Great Companions For Older People
Alzheimer’s patients who have pets at home have fewer outbursts, according to the same article. Pets also provide companionship for older adults. And walks provide both owner and pet the opportunity to go out, exercise, and socialize. All three activities important to older people.
Numerous researchers also suggest that pet owners who have suffered heart attacks seem to survive their ordeal longer than those without pets. Moreover, male pet owners show fewer signs of heart disease, exhibiting less of the contributing factors of triglycerides and cholesterol levels in their systems.
The article then goes to explain that infants who grow up in an environment where there are furry pets, seem less susceptible to pet allergies. It seems that babies who have been exposed to what are otherwise normally dirty animals, like dogs and cats, develop stronger immune systems. They are also less likely to develop eczema and itching.
There will come a point when your pets will fight. And this is natural. People don’t get along sometimes, why should it be any different for our pets. There are a few things to remember, though, when fighting occurs.
Never reach in with your hands to stop a fight. Remember, your pets are animals and there is still some wildness in them. They may accidentally bite you through the confusion. Dousing them with water will usually separate them.
Make sure both pets get a timeout. Separate them for a while, place them in different areas of the house where they can feel safe. Let them cool down.
One Small Snag
One thing you must keep in mind when you decide to add another pet to your household is the added cost and responsibility. Whatever you’re currently spending on one pet, you will need to double that. Veterinary expenses, food, toys, grooming, all that costs money, and you will need to increase your budget for those things in order to accommodate an additional pet, whether it’s another cat or dog.

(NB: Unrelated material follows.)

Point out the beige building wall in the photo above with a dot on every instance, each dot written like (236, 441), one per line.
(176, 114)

It also means increased responsibilities. If you have two or more dogs, they all need to be walked, played with, trained. Even if the added pet is a cat, you still need to spend time with them. You need to spend equal time with all your pets in order for you to get the most out of their companionship, and for them to get the best out of your care. It’s just fair. If you are unable to commit to all these, then you are not ready for any additional pets in your life. And you should not add on to your list of responsibilities if you think it will be too much.
At the end of the day, pets find a way to get out of each other’s way. Or, better still, they will learn to actually interact, and not simply to co-exist. And that’s what we want to see happen.
Our cat and dog are now slowly getting the hang of each other’s presence. They are slowly realizing that this house is actually big enough for the both of them. They know that they are cared for and appreciated. For them, that’s all they really care about.
You, on the other hand, end up with loyal friends and companions.